Vanni Oddera racconta di aver pensato per la prima volta alla Mototerapia quando si è trovato in un taxi e ha sentito odore di piscio: colpa del tassista, le gambe amputate e un problema di incontinenza. Così, di fatto, dal 2008 Vanni gira l’Italia con amici, collaboratori e appassionati con l’obiettivo di regalare dei momenti di leggerezza ai bambini con disabilità caricandoli sulla moto per fare un giro, dare del gas, magari un’impennata.
Ha fatto la sua cosa a migliaia di eventi, l’ha fatto nella sua casa in campagna e negli ospedali, primo tra tutti il Gaslini di Genova, viaggiando per le corsie con una moto elettrica assieme a bambini a cui magari correva dietro un’infermiera con le flebo. Momenti che a vederli, anche soltanto in foto, ti caricano di un’energia gigantesca. Che poi è il motivo per cui Vanni Oddera è andato avanti, si è migliorato e ha coinvolto sempre più persone: quelle sensazioni lì diventano quasi una droga, perché per i bambini che aiuti diventi il supereroe che la Marvel non potrà mai dare loro.
È successo così che la Mototerapia è arrivata persino in Parlamento e oggi, quando arrivi nel paesino di Pontinvrea, tra i boschi della Liguria, trovi un cartello con scritto “Città inclusiva dove è nata la Mototerapia”. Cartello che ieri notte è stato preso a mazzate. A raccontare la storia ovviamente è stato lo stesso Vanni Oddera con un video su Instagram: “Ieri sera 18 picconate o martellate hanno quasi distrutto il cartello, guardate. Un gesto d’odio nei confronti di tantissime famiglie e persone con disabilità e non che credono in questo bellissimo progetto che si chiama Mototerapia. Che non fa male a nessuno, che fa solo del bene. Tutto quest’odio per niente, ma… non ci fermerà. Non ci fermerà neanche questo e tante altre cose che sono successe non ci fermano. Perché la Mototerapia è una cosa veramente bella che non si deve toccare”.

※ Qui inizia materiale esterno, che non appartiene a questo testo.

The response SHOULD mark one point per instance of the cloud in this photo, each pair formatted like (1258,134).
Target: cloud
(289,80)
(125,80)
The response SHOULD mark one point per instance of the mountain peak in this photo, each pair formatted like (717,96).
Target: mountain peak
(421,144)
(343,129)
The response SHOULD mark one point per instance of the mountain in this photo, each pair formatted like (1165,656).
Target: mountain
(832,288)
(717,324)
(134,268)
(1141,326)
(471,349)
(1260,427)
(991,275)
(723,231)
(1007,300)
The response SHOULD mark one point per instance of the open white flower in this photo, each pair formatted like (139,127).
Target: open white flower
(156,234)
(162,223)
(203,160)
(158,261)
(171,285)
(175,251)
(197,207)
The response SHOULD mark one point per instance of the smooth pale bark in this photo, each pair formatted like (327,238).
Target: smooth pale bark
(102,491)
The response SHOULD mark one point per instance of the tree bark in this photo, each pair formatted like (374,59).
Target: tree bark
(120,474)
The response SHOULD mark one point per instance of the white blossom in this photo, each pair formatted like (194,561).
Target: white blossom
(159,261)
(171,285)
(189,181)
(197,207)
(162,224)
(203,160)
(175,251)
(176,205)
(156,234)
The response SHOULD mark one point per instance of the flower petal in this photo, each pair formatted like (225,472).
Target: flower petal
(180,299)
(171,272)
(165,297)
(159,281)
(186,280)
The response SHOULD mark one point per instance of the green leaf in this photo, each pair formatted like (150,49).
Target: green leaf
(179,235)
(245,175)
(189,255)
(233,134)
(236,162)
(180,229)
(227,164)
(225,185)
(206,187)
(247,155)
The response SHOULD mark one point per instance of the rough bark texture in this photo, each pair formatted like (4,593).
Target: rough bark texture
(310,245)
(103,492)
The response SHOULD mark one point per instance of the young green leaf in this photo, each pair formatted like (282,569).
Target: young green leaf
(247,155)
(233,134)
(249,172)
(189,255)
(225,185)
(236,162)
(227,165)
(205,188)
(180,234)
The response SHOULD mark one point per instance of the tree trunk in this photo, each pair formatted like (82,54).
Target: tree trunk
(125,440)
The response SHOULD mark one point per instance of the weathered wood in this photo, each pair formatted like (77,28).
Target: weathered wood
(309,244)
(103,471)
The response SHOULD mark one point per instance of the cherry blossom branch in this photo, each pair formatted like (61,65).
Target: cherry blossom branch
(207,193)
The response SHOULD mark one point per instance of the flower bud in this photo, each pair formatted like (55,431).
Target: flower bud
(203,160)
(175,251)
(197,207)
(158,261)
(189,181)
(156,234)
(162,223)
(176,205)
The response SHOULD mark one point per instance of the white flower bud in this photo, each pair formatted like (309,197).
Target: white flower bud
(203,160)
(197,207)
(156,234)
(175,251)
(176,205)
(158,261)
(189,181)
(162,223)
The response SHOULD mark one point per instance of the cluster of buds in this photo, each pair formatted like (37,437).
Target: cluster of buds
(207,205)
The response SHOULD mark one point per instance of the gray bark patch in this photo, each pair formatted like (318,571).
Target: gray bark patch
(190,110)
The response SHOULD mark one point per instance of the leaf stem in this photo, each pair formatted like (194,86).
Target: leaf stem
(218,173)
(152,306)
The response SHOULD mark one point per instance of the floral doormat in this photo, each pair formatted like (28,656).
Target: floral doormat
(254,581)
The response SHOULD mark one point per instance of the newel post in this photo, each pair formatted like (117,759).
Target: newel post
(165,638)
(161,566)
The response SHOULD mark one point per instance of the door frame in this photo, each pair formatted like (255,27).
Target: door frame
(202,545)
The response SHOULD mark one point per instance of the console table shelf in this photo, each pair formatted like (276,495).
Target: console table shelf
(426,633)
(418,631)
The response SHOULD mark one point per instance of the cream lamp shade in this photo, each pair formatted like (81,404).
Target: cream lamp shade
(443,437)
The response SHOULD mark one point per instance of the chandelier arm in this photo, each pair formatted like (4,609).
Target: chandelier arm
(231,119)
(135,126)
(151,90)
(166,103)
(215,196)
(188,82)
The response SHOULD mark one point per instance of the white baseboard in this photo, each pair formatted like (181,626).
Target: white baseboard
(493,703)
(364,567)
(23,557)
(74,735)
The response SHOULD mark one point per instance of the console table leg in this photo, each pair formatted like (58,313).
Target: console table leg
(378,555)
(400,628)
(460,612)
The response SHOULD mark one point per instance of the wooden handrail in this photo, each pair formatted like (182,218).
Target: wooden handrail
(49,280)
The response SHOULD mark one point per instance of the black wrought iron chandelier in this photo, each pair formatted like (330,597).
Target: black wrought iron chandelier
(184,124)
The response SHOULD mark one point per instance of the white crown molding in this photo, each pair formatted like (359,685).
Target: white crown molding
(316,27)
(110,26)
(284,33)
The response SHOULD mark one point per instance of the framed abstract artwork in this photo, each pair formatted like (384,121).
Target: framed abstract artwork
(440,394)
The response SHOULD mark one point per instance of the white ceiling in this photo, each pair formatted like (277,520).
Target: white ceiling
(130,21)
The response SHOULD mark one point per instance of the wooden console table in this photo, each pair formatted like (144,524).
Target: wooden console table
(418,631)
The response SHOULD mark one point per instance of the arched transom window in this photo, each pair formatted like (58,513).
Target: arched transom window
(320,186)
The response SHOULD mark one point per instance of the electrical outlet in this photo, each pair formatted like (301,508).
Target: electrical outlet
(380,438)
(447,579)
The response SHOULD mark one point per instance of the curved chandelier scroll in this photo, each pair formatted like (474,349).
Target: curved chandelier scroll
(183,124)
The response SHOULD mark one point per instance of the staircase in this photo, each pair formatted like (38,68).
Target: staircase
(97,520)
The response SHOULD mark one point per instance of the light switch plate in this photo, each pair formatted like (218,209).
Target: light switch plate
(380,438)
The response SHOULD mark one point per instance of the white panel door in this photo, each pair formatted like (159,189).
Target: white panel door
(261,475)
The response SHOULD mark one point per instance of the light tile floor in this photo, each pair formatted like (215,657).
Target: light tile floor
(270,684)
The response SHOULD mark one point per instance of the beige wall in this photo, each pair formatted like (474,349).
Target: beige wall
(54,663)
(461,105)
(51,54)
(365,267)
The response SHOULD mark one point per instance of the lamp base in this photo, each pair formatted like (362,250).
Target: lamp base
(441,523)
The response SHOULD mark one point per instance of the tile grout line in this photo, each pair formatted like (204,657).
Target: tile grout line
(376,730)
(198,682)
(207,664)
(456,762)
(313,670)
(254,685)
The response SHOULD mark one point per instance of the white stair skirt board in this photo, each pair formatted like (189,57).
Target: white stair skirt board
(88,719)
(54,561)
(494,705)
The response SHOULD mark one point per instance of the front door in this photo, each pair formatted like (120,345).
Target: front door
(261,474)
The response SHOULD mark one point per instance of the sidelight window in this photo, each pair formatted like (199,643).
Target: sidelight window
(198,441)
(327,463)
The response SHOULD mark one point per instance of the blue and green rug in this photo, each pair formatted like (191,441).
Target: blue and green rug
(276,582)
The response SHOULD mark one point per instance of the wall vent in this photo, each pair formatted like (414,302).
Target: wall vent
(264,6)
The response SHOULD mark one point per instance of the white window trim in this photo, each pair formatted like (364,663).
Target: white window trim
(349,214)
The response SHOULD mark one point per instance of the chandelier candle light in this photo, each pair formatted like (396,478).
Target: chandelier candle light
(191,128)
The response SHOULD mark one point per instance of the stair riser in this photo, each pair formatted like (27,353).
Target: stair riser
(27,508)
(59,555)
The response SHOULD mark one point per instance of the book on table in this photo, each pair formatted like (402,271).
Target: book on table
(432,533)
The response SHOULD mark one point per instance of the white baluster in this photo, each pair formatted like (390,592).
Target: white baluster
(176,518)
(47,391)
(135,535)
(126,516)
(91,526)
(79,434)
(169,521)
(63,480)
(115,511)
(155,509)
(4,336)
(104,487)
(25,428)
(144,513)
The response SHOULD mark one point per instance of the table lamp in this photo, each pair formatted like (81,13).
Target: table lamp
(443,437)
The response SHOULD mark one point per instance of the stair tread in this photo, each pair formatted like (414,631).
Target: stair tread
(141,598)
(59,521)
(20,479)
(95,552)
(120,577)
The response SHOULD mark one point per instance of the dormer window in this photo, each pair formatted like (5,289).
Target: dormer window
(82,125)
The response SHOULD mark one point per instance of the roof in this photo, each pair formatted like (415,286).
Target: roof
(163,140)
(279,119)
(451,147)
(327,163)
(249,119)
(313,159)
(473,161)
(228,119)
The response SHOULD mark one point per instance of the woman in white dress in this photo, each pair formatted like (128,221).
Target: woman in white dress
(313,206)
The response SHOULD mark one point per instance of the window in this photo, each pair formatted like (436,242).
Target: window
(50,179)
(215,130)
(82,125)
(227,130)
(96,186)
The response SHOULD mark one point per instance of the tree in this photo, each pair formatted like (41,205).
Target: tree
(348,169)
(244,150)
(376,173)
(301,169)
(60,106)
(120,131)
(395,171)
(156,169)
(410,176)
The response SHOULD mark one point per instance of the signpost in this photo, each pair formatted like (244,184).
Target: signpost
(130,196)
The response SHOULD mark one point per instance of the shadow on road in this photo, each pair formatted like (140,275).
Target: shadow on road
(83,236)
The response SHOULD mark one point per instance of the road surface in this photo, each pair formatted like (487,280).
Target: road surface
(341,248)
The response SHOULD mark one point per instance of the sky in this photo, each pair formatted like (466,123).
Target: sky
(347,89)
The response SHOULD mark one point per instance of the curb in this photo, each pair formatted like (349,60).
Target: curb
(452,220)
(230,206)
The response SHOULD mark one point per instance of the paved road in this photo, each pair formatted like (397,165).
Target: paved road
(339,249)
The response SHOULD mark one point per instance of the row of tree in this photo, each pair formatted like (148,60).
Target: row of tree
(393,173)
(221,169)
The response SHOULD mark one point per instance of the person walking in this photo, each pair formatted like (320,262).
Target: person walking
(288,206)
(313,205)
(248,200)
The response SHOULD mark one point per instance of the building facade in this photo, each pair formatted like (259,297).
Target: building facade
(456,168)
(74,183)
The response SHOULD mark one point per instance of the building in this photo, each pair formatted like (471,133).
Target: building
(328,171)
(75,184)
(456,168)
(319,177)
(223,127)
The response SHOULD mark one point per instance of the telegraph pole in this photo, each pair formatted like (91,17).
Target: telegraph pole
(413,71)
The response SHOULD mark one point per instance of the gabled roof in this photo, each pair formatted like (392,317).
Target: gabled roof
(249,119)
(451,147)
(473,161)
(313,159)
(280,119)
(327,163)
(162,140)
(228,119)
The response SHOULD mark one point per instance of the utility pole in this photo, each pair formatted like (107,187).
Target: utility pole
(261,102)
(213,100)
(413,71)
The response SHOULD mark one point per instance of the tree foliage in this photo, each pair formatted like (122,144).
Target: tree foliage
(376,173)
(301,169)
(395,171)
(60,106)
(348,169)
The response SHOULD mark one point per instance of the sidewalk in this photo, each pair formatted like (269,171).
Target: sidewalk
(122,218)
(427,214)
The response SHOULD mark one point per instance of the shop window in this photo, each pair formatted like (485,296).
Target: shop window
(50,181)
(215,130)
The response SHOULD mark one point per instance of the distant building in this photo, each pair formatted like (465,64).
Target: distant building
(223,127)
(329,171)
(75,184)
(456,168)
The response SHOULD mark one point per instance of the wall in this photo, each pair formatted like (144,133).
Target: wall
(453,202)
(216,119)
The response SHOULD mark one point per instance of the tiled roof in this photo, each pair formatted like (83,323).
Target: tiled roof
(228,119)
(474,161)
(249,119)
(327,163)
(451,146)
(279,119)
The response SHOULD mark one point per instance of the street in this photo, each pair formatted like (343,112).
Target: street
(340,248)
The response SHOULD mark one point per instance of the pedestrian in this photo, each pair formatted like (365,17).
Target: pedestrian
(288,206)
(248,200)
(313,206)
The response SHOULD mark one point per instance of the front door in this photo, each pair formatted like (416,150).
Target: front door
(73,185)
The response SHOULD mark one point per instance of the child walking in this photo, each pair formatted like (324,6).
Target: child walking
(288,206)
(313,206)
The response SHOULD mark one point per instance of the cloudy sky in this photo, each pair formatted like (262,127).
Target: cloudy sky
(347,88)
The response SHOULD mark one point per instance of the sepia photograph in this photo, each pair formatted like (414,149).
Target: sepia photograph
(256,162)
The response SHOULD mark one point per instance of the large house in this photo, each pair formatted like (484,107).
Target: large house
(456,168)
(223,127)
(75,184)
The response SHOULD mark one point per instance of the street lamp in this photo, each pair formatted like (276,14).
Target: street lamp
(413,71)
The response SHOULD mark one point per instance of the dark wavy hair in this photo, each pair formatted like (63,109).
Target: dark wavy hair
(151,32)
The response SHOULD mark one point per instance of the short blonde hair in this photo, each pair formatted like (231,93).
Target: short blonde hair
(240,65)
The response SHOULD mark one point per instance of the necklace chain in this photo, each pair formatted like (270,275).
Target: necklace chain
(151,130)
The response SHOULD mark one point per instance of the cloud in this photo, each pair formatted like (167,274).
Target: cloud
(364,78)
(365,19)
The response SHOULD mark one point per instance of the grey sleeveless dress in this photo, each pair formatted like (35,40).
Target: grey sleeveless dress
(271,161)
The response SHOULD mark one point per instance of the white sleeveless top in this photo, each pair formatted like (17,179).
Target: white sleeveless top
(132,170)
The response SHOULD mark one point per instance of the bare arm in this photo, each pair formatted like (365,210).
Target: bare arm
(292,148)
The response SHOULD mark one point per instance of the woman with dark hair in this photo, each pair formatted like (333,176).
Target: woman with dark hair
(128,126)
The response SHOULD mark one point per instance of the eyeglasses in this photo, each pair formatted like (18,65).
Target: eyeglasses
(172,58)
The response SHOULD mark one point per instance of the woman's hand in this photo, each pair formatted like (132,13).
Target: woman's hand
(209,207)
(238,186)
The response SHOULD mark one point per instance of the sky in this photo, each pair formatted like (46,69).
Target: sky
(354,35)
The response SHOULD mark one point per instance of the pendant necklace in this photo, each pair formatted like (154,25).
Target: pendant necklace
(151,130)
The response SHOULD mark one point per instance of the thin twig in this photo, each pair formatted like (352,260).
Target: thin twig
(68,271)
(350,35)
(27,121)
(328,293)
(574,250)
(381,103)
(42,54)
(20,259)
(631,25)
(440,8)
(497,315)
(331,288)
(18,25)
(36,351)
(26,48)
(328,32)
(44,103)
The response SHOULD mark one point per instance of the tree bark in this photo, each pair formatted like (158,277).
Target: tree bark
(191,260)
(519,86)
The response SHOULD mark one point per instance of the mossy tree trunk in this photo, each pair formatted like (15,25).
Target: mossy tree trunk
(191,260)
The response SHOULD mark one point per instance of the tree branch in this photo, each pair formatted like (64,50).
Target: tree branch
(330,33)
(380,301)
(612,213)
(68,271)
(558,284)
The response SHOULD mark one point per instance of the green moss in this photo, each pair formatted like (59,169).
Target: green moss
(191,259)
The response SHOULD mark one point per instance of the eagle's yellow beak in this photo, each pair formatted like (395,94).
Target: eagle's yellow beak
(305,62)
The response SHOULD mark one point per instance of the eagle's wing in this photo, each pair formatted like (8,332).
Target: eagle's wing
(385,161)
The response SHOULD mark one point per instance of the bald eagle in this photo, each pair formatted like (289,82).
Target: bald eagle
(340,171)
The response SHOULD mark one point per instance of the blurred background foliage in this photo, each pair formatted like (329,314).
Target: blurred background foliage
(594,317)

Questa storia lascia il tempo che trova: l'insegna di Pontinvrea rimane un pezzo di lamiera e la Mototerapia rimane il rifugio di centinaia di bambini. Eppure viene da chiedersi quanto ci si debba sentire soli per fare una cosa così. Perché qualcuno ha cercato una pala, l'ha caricata in macchina, ha aspettato la sera e poi ha guidato fino a lì, ha parcheggiato, è sceso dall'auto e ha riempito di mazzate un cartello. Poi magari è andato a dirlo agli amici. Il che racconta una storia molto più sgradevole di quanto lo sia il fatto in sé: racconta il paese in cui viviamo.